Jun 29, 2005 04:59
5 AM and I really really want to sleep, but if I sleep now I'll pass out at work tomorrow (midnight til 9am) Thus, I do this to keep alert.
I've realized lately that I have made a lot of mistakes this summer so far, the worst of which has been focusing on myself and my wants instead of what God's plans are for me. I came home looking forward to making an impact in the church here. Rather, I have distanced myself from the Lord, lost my drive to do anything other than work and sleep, and complained about everything from the heat to having to spend time with certain family members. I don't know what to do with myself. I want to have quiet times and reflection; time to be in the presence of God and rest in Him, but I can't seem to do it. I sit down to do it and am distracted by the littlest things. I have become so numb that I can't even tell when I'm being sincere. Once in a while I am awe struck by something (today it was the rain) and can't help but praise Him, but the rest of the time I am completely lost.

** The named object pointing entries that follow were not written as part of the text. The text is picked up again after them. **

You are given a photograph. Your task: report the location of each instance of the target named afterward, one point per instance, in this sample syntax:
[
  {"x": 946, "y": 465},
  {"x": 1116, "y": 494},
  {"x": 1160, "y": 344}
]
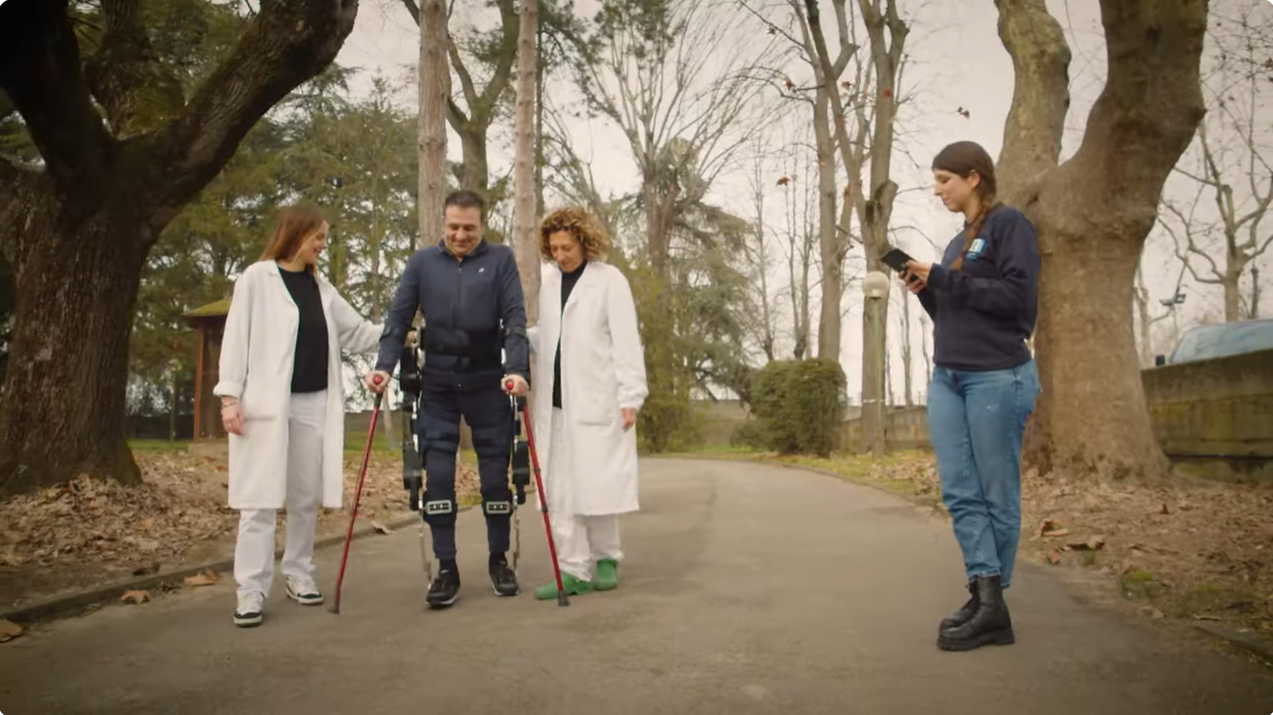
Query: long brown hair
[
  {"x": 963, "y": 158},
  {"x": 290, "y": 229}
]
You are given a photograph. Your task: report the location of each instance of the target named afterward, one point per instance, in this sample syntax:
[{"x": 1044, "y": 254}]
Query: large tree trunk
[
  {"x": 434, "y": 90},
  {"x": 523, "y": 163},
  {"x": 474, "y": 125},
  {"x": 64, "y": 393},
  {"x": 77, "y": 232},
  {"x": 833, "y": 256},
  {"x": 1094, "y": 213}
]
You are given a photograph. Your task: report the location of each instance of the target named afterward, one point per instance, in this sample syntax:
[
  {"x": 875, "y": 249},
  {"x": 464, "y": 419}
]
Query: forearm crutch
[
  {"x": 358, "y": 496},
  {"x": 539, "y": 487}
]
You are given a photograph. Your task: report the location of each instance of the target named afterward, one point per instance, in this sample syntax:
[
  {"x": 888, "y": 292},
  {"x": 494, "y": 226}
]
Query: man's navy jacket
[{"x": 471, "y": 309}]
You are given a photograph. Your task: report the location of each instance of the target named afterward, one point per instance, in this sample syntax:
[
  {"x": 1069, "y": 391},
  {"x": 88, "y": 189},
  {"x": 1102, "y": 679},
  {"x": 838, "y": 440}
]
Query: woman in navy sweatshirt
[{"x": 983, "y": 299}]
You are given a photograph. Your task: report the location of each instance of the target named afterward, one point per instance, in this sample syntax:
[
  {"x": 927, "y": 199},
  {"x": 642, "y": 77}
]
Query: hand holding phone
[
  {"x": 895, "y": 258},
  {"x": 898, "y": 260}
]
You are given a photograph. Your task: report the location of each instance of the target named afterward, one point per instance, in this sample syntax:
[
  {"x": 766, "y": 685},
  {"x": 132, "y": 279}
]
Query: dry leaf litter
[{"x": 91, "y": 532}]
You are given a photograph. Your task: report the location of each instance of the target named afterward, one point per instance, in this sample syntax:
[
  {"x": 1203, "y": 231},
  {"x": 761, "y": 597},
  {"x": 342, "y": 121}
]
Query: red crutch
[
  {"x": 539, "y": 487},
  {"x": 358, "y": 495}
]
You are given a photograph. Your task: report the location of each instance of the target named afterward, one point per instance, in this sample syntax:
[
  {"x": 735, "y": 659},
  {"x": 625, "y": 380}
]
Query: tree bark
[
  {"x": 474, "y": 125},
  {"x": 1094, "y": 213},
  {"x": 523, "y": 163},
  {"x": 77, "y": 232},
  {"x": 434, "y": 92},
  {"x": 831, "y": 251},
  {"x": 905, "y": 349}
]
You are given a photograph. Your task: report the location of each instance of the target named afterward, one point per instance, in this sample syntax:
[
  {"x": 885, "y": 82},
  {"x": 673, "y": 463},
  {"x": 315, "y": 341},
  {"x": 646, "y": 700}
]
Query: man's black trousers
[{"x": 489, "y": 414}]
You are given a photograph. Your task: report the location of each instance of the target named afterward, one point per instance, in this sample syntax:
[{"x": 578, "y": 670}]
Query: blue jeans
[{"x": 975, "y": 421}]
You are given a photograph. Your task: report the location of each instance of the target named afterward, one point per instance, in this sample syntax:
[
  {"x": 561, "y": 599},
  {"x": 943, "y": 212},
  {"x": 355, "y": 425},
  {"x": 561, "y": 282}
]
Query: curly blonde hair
[{"x": 579, "y": 223}]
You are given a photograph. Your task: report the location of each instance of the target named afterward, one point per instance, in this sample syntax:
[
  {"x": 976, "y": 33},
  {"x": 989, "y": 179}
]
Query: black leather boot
[
  {"x": 991, "y": 622},
  {"x": 502, "y": 576},
  {"x": 964, "y": 613}
]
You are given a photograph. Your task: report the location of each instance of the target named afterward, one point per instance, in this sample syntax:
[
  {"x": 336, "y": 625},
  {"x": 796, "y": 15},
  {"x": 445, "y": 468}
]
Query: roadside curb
[
  {"x": 1257, "y": 646},
  {"x": 89, "y": 599},
  {"x": 913, "y": 499}
]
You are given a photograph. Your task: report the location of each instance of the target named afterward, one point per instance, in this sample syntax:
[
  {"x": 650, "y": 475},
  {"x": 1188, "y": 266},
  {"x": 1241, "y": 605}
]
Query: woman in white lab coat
[
  {"x": 590, "y": 383},
  {"x": 283, "y": 406}
]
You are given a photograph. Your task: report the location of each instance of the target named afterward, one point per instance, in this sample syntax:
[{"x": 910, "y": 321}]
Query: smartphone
[{"x": 895, "y": 258}]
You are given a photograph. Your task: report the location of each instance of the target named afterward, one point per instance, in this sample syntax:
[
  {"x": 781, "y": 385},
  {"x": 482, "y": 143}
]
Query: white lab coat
[
  {"x": 602, "y": 370},
  {"x": 256, "y": 368}
]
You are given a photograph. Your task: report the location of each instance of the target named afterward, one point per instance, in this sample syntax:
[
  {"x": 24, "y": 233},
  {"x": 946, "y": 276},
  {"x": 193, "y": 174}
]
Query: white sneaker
[
  {"x": 303, "y": 590},
  {"x": 250, "y": 611}
]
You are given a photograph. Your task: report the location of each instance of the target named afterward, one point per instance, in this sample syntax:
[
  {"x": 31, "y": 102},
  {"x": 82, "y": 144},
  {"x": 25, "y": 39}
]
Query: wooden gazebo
[{"x": 209, "y": 321}]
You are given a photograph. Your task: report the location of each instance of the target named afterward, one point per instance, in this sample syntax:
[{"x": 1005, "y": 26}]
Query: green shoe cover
[
  {"x": 607, "y": 575},
  {"x": 569, "y": 584}
]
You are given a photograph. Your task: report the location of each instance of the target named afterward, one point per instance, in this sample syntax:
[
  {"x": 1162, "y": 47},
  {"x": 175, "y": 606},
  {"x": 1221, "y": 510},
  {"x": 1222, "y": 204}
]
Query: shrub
[
  {"x": 798, "y": 405},
  {"x": 749, "y": 434}
]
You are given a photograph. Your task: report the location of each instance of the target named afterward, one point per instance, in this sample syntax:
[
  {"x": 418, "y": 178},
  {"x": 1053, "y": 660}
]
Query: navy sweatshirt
[
  {"x": 984, "y": 312},
  {"x": 471, "y": 307}
]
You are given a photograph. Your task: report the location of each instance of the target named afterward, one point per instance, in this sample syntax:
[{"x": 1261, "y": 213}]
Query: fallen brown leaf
[
  {"x": 204, "y": 579},
  {"x": 9, "y": 630},
  {"x": 1047, "y": 526},
  {"x": 1092, "y": 543}
]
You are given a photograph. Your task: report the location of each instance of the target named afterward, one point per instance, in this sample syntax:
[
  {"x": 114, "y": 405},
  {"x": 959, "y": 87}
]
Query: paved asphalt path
[{"x": 746, "y": 589}]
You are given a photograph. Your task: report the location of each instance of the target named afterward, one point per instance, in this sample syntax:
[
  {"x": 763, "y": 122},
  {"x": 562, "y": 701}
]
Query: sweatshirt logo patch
[{"x": 975, "y": 248}]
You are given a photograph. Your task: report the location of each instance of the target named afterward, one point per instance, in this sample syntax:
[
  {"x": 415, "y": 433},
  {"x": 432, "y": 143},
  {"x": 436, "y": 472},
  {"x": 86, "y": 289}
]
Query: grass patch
[{"x": 1141, "y": 584}]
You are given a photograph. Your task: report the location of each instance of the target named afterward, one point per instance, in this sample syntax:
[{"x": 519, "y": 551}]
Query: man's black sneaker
[
  {"x": 503, "y": 578},
  {"x": 444, "y": 588}
]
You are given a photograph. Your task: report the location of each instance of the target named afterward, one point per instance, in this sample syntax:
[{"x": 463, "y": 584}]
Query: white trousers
[
  {"x": 579, "y": 540},
  {"x": 253, "y": 552}
]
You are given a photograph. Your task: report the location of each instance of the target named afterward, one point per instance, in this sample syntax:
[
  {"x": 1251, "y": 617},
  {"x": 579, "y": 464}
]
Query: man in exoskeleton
[{"x": 474, "y": 339}]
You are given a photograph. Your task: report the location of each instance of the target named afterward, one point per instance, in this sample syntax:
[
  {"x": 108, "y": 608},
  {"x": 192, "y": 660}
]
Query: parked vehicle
[{"x": 1220, "y": 340}]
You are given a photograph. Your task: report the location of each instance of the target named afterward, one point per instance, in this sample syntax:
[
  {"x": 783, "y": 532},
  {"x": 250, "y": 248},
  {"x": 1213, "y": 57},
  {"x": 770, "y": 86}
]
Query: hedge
[{"x": 798, "y": 406}]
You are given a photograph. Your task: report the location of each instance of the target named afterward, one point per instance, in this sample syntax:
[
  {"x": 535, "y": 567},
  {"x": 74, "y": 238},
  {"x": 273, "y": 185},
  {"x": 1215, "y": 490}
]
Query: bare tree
[
  {"x": 1092, "y": 214},
  {"x": 523, "y": 162},
  {"x": 77, "y": 230},
  {"x": 1230, "y": 152},
  {"x": 1143, "y": 314},
  {"x": 679, "y": 83},
  {"x": 801, "y": 239},
  {"x": 434, "y": 94},
  {"x": 480, "y": 110},
  {"x": 758, "y": 253},
  {"x": 905, "y": 345}
]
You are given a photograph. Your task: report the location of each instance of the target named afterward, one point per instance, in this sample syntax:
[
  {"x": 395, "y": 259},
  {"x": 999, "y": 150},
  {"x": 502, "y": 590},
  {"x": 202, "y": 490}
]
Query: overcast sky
[{"x": 956, "y": 60}]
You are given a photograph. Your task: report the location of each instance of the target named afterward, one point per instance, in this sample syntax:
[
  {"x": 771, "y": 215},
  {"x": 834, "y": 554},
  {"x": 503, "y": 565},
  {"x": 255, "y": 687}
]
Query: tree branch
[
  {"x": 1040, "y": 97},
  {"x": 15, "y": 185},
  {"x": 503, "y": 71},
  {"x": 134, "y": 88},
  {"x": 1148, "y": 110},
  {"x": 38, "y": 51},
  {"x": 289, "y": 42},
  {"x": 466, "y": 80},
  {"x": 414, "y": 9}
]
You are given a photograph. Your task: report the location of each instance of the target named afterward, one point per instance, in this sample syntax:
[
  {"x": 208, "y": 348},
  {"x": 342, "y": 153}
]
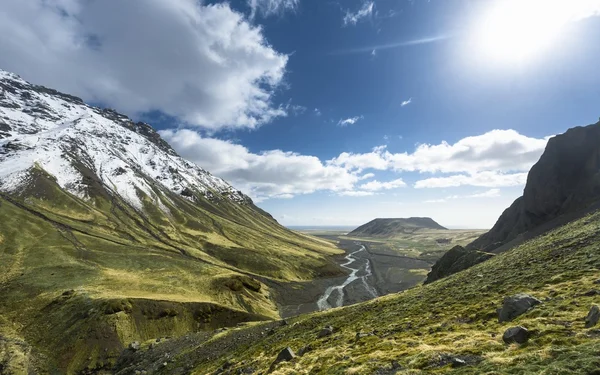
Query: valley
[{"x": 375, "y": 267}]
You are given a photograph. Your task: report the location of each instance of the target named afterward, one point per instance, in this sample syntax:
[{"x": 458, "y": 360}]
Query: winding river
[{"x": 327, "y": 301}]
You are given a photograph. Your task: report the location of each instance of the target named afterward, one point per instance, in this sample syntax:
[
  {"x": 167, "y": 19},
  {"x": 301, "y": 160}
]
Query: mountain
[
  {"x": 562, "y": 186},
  {"x": 450, "y": 326},
  {"x": 391, "y": 227},
  {"x": 107, "y": 236}
]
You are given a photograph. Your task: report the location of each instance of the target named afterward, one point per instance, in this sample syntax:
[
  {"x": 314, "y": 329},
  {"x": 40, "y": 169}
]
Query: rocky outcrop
[
  {"x": 518, "y": 335},
  {"x": 516, "y": 305},
  {"x": 562, "y": 186},
  {"x": 593, "y": 316},
  {"x": 391, "y": 227},
  {"x": 565, "y": 180},
  {"x": 455, "y": 260}
]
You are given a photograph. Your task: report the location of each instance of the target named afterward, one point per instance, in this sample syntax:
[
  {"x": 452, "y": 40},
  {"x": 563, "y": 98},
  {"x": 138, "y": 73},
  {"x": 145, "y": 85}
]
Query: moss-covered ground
[{"x": 417, "y": 331}]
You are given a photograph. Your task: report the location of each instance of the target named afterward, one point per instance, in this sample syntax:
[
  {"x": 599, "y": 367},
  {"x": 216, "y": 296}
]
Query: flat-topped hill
[{"x": 390, "y": 227}]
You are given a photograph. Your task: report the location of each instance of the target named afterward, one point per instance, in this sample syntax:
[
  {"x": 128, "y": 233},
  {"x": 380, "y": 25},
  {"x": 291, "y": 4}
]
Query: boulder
[
  {"x": 516, "y": 305},
  {"x": 285, "y": 355},
  {"x": 518, "y": 335},
  {"x": 326, "y": 331},
  {"x": 593, "y": 316}
]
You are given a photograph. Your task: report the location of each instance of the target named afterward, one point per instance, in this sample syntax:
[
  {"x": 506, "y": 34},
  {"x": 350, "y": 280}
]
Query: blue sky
[{"x": 332, "y": 112}]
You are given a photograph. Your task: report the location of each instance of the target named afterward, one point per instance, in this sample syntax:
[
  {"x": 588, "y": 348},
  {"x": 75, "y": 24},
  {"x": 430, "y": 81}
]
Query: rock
[
  {"x": 360, "y": 335},
  {"x": 562, "y": 186},
  {"x": 285, "y": 355},
  {"x": 518, "y": 335},
  {"x": 591, "y": 293},
  {"x": 593, "y": 316},
  {"x": 454, "y": 260},
  {"x": 516, "y": 305},
  {"x": 326, "y": 331},
  {"x": 457, "y": 362},
  {"x": 304, "y": 350}
]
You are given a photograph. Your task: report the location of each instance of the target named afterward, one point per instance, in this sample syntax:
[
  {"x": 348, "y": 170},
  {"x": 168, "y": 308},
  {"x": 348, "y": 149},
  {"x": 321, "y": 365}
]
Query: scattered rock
[
  {"x": 304, "y": 350},
  {"x": 285, "y": 355},
  {"x": 326, "y": 331},
  {"x": 518, "y": 335},
  {"x": 591, "y": 293},
  {"x": 360, "y": 335},
  {"x": 457, "y": 362},
  {"x": 593, "y": 316},
  {"x": 516, "y": 305}
]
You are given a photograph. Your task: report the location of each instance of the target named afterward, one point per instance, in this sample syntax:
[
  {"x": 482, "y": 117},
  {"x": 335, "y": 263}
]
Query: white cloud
[
  {"x": 269, "y": 174},
  {"x": 366, "y": 176},
  {"x": 497, "y": 150},
  {"x": 492, "y": 193},
  {"x": 272, "y": 7},
  {"x": 377, "y": 185},
  {"x": 349, "y": 121},
  {"x": 365, "y": 11},
  {"x": 483, "y": 179},
  {"x": 205, "y": 64},
  {"x": 353, "y": 193}
]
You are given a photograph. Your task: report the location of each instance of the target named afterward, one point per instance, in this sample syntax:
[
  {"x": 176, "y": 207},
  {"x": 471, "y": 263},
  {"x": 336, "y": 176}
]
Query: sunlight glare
[{"x": 518, "y": 30}]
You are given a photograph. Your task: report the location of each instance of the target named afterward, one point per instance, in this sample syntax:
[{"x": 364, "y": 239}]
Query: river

He is so amazing that He reaches out to me when I need Him. I realize now that there have been so many things lately that have been pointing me to Christ, and encouraging me to run to Him. Just seeing the moon makes me want to cry out for Him. But when it is up to me to just sit down and read the Word, I can't do it. I'm at a point where I don't think I doubt God, I doubt myself and my motivations. I don't trust my prayers, I don't know if I'm being honest anymore. I don't know who I am, where I am, or where I'm going. I know where I want to be, but I don't know how to get there. I don't know where to start anymore.
I don't know if any of that makes sense, but I don't know how else to put it. I appologize to anyone who has caught the brunt of my confusion lately, I'm sorry. I love you all and pray that I get out of this hole soon.